First and foremost, fashion is about confidence. You look good, you feel better. And anyone can own that, not just a size zeroid strutting down a catwalk. In fact, some of the most insecure people I've ever met are models. And some of the most lovely, accommodating and mindful are designers. Everyday I see the most insanely stylish people owning it around Budgens, the post office, the park.  Some with a pram, others with a walking stick. Not because they're dripping in couture but because they're oozing confidence. 

Fashion should be a statement, a coat of armour that shouts, loud and proud, I'm here and this is me. You just need to put yourself first every now and again, spend a bit of time making the effort to look your best and feel confident in your body, whatever shape or size you are. 

Take my 75 year old mother-in-law, for example, who was visiting recently and would snort with laughter if she heard me describe her as a fashionista. She appeared one morning in a bobby dazzler of a twin set from M&S, a dash of lippy and to me became the embodiment of style and confidence. We are lucking enough to live in a country with the most incredible high street, a high street that is a direct representative of the beautiful collections that we will see wafting down the catwalks of London over the next week. 

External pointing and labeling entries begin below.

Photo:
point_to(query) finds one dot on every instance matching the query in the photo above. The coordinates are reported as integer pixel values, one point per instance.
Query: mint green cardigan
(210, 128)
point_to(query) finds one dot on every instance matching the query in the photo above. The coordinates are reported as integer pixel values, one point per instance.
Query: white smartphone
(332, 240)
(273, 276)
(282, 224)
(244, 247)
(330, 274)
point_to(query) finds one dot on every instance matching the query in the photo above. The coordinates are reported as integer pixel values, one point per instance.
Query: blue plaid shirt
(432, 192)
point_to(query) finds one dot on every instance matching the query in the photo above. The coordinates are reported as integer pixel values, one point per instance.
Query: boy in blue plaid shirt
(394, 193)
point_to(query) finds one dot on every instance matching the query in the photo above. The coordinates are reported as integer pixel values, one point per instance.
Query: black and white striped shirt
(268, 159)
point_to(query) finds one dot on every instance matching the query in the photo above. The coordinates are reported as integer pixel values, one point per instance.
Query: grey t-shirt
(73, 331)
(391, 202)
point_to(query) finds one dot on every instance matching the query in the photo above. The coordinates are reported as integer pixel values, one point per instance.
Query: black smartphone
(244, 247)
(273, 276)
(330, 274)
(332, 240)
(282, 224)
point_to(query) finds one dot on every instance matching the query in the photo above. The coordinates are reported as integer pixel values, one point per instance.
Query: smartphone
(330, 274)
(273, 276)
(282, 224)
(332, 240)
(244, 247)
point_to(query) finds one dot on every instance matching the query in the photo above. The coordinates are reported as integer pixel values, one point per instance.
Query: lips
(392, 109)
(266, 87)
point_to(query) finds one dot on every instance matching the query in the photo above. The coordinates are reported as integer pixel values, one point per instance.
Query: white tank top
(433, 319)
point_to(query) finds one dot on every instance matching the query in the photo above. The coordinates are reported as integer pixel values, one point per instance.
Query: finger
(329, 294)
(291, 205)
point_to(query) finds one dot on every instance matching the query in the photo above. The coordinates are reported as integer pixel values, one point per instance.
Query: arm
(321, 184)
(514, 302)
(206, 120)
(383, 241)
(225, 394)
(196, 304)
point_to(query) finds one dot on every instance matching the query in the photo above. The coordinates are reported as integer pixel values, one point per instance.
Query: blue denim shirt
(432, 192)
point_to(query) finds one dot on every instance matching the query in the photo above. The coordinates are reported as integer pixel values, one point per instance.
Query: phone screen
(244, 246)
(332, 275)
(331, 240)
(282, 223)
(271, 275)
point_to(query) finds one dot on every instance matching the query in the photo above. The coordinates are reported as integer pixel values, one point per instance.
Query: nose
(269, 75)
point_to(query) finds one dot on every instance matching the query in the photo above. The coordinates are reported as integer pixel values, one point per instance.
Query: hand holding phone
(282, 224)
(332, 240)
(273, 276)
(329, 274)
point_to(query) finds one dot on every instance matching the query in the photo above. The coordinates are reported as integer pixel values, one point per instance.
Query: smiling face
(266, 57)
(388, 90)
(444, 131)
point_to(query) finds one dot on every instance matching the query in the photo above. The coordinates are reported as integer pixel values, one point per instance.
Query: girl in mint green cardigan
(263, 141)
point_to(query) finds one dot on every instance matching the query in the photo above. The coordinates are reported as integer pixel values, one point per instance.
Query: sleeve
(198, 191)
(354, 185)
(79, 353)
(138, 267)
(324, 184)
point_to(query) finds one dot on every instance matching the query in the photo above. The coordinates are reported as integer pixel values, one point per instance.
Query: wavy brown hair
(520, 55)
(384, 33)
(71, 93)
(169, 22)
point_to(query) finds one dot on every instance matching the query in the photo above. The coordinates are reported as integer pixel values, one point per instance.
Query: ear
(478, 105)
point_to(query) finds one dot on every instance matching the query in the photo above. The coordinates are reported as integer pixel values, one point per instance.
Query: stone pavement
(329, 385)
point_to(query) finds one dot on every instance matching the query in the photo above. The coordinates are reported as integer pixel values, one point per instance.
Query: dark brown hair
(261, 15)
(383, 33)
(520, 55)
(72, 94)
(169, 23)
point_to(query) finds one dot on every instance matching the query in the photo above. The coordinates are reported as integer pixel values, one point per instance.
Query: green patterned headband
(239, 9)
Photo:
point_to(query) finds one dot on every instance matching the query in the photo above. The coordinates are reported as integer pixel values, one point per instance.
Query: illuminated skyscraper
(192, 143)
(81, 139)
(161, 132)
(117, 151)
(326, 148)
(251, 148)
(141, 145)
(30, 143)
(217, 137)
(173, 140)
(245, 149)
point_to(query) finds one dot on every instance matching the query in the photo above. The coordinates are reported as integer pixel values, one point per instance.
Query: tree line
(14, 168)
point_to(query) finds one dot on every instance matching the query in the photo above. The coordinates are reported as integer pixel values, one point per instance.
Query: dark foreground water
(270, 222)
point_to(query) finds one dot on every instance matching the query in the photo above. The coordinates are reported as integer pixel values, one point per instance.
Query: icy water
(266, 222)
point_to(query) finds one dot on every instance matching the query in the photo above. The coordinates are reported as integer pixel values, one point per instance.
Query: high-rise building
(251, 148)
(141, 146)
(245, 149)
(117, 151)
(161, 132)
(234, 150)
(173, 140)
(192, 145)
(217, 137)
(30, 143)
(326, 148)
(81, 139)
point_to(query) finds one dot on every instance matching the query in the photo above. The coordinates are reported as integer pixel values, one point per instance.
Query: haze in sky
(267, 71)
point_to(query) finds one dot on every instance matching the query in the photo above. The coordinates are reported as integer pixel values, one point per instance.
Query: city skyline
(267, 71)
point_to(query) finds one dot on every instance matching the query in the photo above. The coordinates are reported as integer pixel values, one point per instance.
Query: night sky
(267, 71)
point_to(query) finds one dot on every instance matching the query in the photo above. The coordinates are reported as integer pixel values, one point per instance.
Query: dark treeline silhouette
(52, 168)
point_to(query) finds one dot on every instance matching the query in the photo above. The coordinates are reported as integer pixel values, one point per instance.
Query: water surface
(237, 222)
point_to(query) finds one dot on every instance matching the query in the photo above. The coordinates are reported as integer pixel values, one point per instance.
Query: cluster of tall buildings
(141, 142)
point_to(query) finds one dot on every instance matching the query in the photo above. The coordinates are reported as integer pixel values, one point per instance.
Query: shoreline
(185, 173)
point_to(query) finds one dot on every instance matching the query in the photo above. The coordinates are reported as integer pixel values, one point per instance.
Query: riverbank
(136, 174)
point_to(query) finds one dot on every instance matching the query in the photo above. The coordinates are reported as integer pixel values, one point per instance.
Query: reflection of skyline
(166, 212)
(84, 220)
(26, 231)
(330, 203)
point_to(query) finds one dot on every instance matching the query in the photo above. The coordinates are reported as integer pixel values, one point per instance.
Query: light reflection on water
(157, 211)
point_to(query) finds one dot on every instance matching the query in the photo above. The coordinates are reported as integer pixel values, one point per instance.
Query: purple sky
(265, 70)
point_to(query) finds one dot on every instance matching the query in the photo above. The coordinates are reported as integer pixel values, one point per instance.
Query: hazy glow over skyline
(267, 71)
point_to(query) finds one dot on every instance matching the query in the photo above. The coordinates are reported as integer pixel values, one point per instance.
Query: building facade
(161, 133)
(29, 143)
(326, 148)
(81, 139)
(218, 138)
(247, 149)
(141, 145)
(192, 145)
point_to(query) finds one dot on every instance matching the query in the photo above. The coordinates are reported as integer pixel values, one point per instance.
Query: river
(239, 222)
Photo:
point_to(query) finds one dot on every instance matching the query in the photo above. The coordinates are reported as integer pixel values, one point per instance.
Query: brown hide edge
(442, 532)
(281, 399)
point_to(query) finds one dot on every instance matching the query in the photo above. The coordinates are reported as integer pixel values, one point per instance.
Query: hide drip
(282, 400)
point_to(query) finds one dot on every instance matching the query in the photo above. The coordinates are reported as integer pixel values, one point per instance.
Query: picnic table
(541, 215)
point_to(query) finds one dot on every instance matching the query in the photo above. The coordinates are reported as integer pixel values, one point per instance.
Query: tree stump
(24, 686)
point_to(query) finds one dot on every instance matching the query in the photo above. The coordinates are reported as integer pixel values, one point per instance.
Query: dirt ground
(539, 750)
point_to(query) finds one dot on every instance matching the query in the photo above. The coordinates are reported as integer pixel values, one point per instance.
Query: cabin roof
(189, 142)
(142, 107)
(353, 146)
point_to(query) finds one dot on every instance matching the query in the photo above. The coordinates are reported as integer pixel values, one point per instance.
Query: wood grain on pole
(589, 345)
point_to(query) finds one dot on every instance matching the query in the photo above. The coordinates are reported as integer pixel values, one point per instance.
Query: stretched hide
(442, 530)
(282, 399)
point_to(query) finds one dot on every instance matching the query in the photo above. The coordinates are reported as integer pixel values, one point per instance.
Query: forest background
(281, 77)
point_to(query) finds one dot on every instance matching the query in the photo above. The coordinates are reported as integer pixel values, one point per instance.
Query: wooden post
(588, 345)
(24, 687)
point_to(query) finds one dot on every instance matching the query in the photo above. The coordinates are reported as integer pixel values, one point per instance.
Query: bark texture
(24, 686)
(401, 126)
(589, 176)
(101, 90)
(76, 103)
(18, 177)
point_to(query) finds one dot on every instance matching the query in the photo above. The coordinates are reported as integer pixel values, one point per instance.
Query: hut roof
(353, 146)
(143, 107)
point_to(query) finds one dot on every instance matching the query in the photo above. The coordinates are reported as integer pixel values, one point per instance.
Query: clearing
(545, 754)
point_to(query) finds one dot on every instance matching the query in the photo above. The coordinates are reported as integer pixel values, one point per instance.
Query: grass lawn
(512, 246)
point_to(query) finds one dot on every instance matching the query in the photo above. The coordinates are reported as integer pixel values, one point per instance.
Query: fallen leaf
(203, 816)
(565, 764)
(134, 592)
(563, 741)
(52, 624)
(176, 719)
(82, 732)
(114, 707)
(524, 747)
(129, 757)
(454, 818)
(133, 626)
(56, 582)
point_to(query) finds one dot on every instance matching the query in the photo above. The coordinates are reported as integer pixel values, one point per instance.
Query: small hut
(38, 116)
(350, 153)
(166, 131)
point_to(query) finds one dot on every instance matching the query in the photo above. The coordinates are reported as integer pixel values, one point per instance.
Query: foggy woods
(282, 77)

Furthermore, fashion should be viewed as a kind of visual therapy. A tool with which to help us feel better. For many of us, however, watching models prance around the Fashion Weeks of the world does the opposite, compounding our own shortcomings and feelings of insecurity. But that isn't the correct understanding of Fashion. LFW may be the showcasing of an essence of an industry but that world filters down and works in so many other, wonderful and empowering ways.

Over the past few years I have worked with some truly exceptional people who understand and embrace the true and inclusive meaning of fashion as therapy. These include a young woman adjusting to life with a colostomy bag, women suffering from post-natal depression, post-operative women recovering from chemo and mastectomy surgery, and another with such acute psoriasis she would never consider showing her limbs, even through tights. For these people looking good wasn't an option for so long; too paralysed were they by body dysmorphia. And yet all experienced a turning point when the power of a good outfit gave them a critical boost to their confidence, self-esteem and sense of wellbeing. What could be more inclusive and enabling of fashion than that? 

So on the eve of LFW with all its Other Worldliness, let us hold onto the fundamental feel good power that radiates down from those catwalks, across all of our lives and remember that Fashion is for One and All.